O “barulho do sossego” resume a cidade de Goiás. Aquela que, para ódio dos locais, alguns chamam de Goiás Velho. A cidade de Goiás não é velha. É só Goiás. Ou Vila Boa de Goiás, seu primeiro nome. Não é velha. É antiga. Até porque não envelheceu. Mas se congelou em algum lugar do passado. E é isso o que a torna tão especial. Ao contrário de Pirenópolis, o point mais próximo de Brasília, Goiás não se gourmetizou. Não trocou a experiência única da gastronomia goiana pela falsa invasão da sofisticação estrangeira, que, infelizmente, hoje faz de Pirenópolis um destino caro para o que antes era tão acessível de tão perto.

Goiás conserva características únicas de um outro tempo. E isso a torna tão especial. Onde mais os alfenins de Dona Silvia Curado, uma das únicas no país a seguir a tradição herdada de Portugal e dos seus tempos de influência árabe, das delicadas esculturas de açúcar? Onde mais os deliciosos pastelinhos de doce de leite? O docinho de limão recheado também com doce de leite? Onde ainda bandinhas no coreto?

Tombada desde 2001 pela Unesco como Patrimônio Histórico e Cultural Mundial, a cidade de Goiás é bem mais bonita e interessante do ponto de vista arquitetônico que a mais badalada Pirenópolis. É uma cidade maior e que foi bem mais importante. Até a fundação de Goiânia, era a capital de Goiás. E foi por muitos anos uma das principais cidades da região Centro-Oeste, ponto principal do esforço expansionista dos bandeirantes rumo ao interior em busca de ouro e pedras preciosas.
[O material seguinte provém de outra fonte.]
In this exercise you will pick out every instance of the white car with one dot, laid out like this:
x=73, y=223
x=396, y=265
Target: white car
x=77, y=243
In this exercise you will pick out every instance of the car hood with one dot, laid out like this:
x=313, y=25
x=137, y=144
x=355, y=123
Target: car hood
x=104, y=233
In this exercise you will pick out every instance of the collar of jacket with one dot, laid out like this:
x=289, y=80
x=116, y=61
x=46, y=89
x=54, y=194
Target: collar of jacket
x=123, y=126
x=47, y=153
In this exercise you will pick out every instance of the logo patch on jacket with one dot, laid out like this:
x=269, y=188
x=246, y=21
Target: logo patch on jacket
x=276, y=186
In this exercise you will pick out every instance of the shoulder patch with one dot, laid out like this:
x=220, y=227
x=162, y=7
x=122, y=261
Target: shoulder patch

Depois da descoberta do ouro em Minas Gerais e no Mato Grosso no século 17, seguia-se uma crença, vinda ainda do Renascimento, de que os filões de ouro espalhavam-se pelo mundo em linhas paralelas ao Equador. Foi seguindo essa ideia que as expedições bandeirantes entraram país adentro. Foi assim que Bartolomeu Bueno da Silva, o Anhanguera, foi parar, em 1727, no que hoje é a cidade de Goiás. Ali, ele fundou inicialmente o Arraial de Sant’Anna, que virou depois Villa Boa de Goiaz. Em 1748, foi criada a Comarca de Goiás, que teria como governador Marcos de Noronha, o Conde dos Arcos.

Os traços dessa história encontram-se incólumes na cidade de Goiás. A cruz de madeira que teria sido fincada pelo Anhanguera ao fundar a cidade está hoje no Museu das Bandeiras, no prédio que foi a antiga cadeia e Câmara Municipal. Originalmente, ela ficava em um monumento na entrada da cidade, em frente à casa da poetisa Cora Coralina. Até ser levada por uma enchente do Rio Vermelho que devastou a cidade em 2011. Reencontrada a antiga cruz, foi colocada no monumento uma réplica, e a cruz original foi para o museu.
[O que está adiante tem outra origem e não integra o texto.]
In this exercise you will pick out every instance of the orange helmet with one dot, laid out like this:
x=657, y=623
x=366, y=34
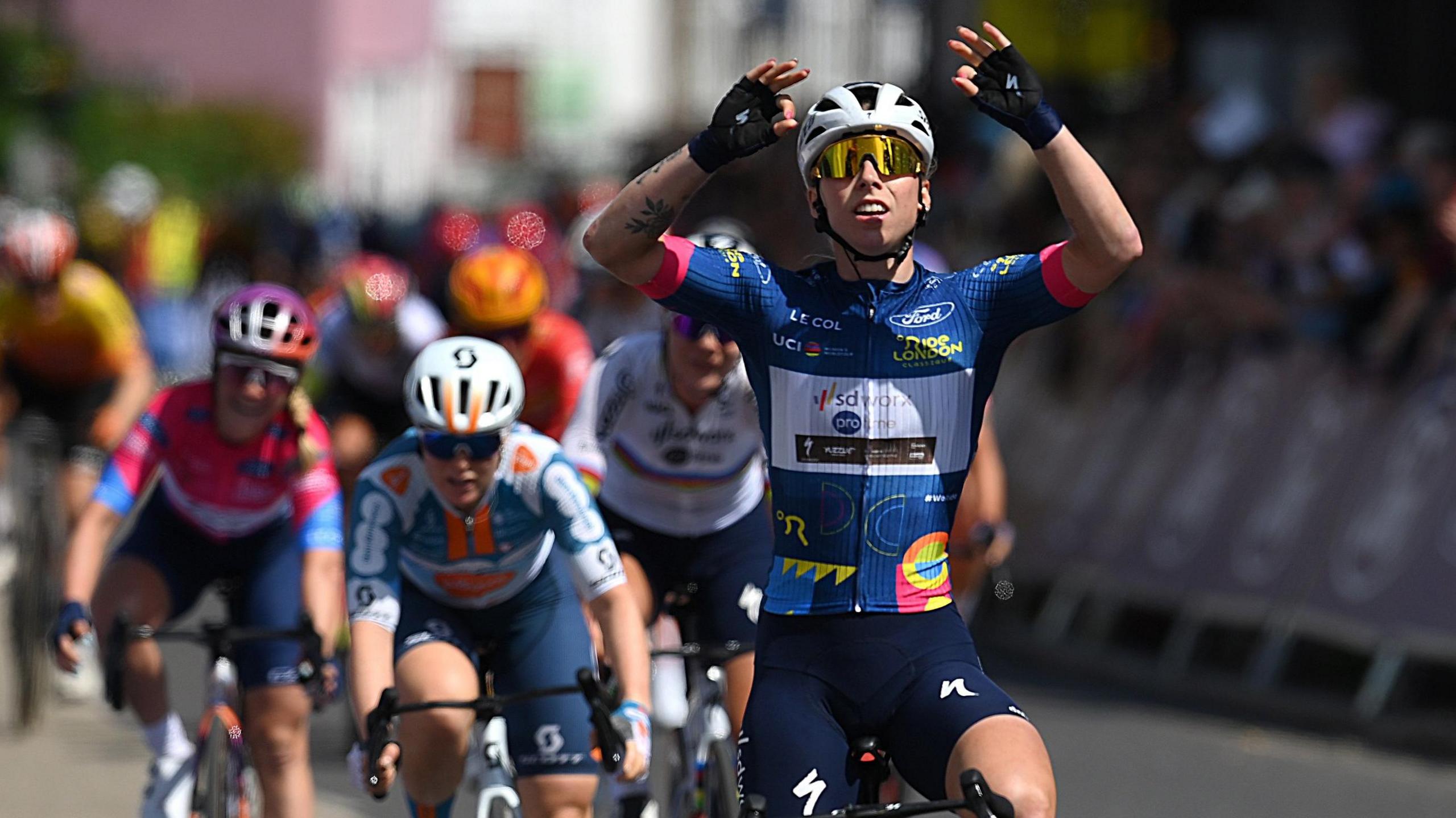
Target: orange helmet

O palácio erguido pelo Conde dos Arcos no século 18 também abriga um museu, e uma vez por ano, no aniversário da cidade, 25 de julho, volta a ser sede do governo e é dali que despacha o governador de Goiás.

A mistura de história, arquitetura, natureza e vida interiorana tornam a cidade de Goiás cativante. É uma ótima pedida para um feriado prolongado. Como fica a mais de 300 quilômetros de Brasília, é proibitiva para só um fim de semana, como Pirenópolis. Com um pouco mais de calma, é preciso acrescentar outras ótimas paradas pelo caminho.

Indo pela BR-060, que liga Brasília a Goiânia, vai-se até Anápolis. Até lá, garantia de boa estrada, duplicada, sem problemas. Há um pedágio no caminho. O valor para automóvel de passeio é de cerca de R$ 5. Depois de Anápolis, a coisa complica um pouco. Recomenda-se o uso de GPS, porque não há muitas indicações pelo caminho. Passando-se por dentro da cidade, segue-se para a GO-222, que liga Anápolis a Nerópolis. Em Nerópolis, passa-se novamente por dentro da cidade e pega-se outra vez a estrada para Nova Veneza. Cuidado com esse trecho, que está em petição de miséria. Alguns dos buracos devem ser maiores que as crateras da Lua. De Nova Veneza, vai-se para Inhumas. E dali, pela GO-070, a estrada é novamente boa e duplicada até Goiás Velho.

Pelo caminho, quem quiser pode parar no Outlet Premium, em Alexânia, para umas comprinhas. Atenção: nem tudo é mais barato mesmo. Mas com certa garimpagem, encontram-se boas pedidas de roupas boas, de boas marcas. Ao lado do Outlet, duas ótimas dicas para almoço são o Castelo 21, um excelente restaurante árabe a quilo, com uma das melhores kaftas do planeta. E o Alambique Cambeba, que já foi tema de uma seção Recreio por aqui.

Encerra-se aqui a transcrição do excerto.